Photo by Ivan B. Phifer A rally was held at State Capitol to raise awareness about dyslexia.

For some, it’s learn to read or die

Dyslexia is a growing problem in Minnesota, according to the National Reading Panel’s Report Card. “We’ve been at this almost 10 years now,” said Rachel Berger, founder and director of Decoding Dyslexia, MN (DDMN), whose own son was diagnosed with dyslexia at the age of five. 

“Imagine my shock and dismay when I learned [our own] public schools were not ready to say that word. They weren’t prepared to instruct him in the way he needed…or include his diagnosis within IEP documents.”

On Thursday, April 21, Berger and other advocates gathered at the State Capitol in St. Paul to provide life experience testimonies about dyslexia and explain why it is imperative to address the issue.

Decoding Dyslexia, incorporated in 2013, is a nonprofit grassroots organization supported by Minnesota families, educators and professionals concerned with the limited access to educational interventions for students within educational environments.
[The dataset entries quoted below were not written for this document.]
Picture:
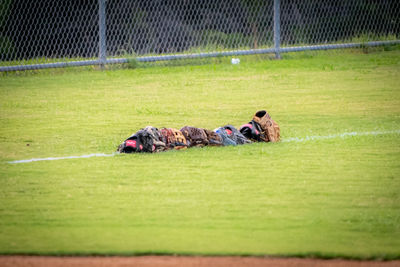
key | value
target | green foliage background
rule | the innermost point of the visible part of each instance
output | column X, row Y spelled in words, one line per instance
column 328, row 198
DDMN also trains teachers to work effectively with students who have these specific needs.

The National Assessment of Educational Progress (NAEP) reports that as of this year 46% of White students in the third grade are proficient in reading compared to only 19% of Blacks.  Berger noted that these statistics, while dismal across the board, can lead to two different outcomes depending on economic and social status.
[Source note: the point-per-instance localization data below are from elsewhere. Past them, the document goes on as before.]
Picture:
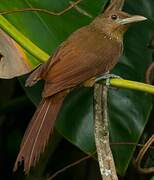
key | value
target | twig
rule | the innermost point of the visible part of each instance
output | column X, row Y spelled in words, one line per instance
column 149, row 73
column 72, row 5
column 69, row 166
column 80, row 10
column 140, row 156
column 105, row 158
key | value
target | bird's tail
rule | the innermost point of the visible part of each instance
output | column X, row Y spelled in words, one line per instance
column 38, row 131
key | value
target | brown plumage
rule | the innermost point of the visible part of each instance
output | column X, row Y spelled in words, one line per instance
column 88, row 52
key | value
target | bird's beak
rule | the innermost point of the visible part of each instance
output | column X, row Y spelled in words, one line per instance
column 132, row 19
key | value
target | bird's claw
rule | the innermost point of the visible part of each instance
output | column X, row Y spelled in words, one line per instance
column 106, row 77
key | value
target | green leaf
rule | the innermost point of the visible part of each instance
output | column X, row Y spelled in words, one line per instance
column 128, row 110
“Struggling White students, like my son, often gain skills in reading because of the ability to afford private tutors,” stated Berger. “Many kids don’t have this access, and there is no fallback for them.” 

This can lead to a downward spiral. “For literacy in my community, if you literally [don’t learn how to] read, you die,” said Khulia Pringle, of the National Parents Union, an organization supporting training for teachers and literacy for students.

Photo by Ivan B. Phifer Khulia Pringle

“Many children who look like me experience the desperate impacts such as being referred to special education with an emotional behavior disorder,” continued Pringle. “They then end up getting suspended [from school], kicked out, and referred to the juvenile justice system, taking the troubled record into adulthood. 

“In addition, generational poverty, housing disparities, economic and health disparities—that all accrues from lack of literacy,” said Pringle.

Elana Berg, an elementary school student, gave her testimony on her school experience with dyslexia. She recalled feeling “defeated and stupid” as her classmates were already reading chapter books. “Reading, writing and spelling do not come easy for me,” said Berg.

Berg stated during the rally that she spent six weeks being tutored for thousands of dollars but noted that everyone doesn’t have that option. “I worry about families who can’t afford private tutoring,” she said. “What will happen to those children who always struggle to read because they depend upon their schools?” 

MN State Representative Heather Edelson was also diagnosed with dyslexia as a child and even held back in the third grade because of it. “It was terrible,” said Edelson, “and nobody knew why I couldn’t read. Then I found out my 12-year-old son had it. I was asked if me or my husband had a hard time reading and I immediately got defensive,” she recalled.

What she didn’t know was that dyslexia is hereditary. According to Nelson Dorta of Understood.org, about 40% of siblings of children with dyslexia “also have reading issues,” and if one twin is dyslexic, the other will have dyslexia about 55 to 70% of the time. Also, around 49% of parents of dyslexic children also have it.

However, 30% of dyslexic diagnoses are due to the environment. To help remedy this, DDMN supports bill SF2872, which will add $30 million to the current Minnesota Department of Education grant program for licensed teachers to take LETRS—a professional development program aligned with the science of reading—free of charge. The bill, sponsored by Sen. Roger Chamberlain (R-Lino Lakes), is currently in the Senate Education Finance and Policy Committee.

“We can’t do this alone,” Berger said.

For more information on Decoding Dyslexia Minnesota, visit https://www.decodingdyslexiamn.org.

One Comment on “Advocates want teachers better trained to deal with dyslexia”

  1. Hello,

    Would you please provide more clarity around the statement regarding dyslexia being caused by the environment? Any research studies that woulds support the neurological impact of an an environment that aligns with the neurological studies done around students who struggle with literacy acquisition would be greatly appreciated.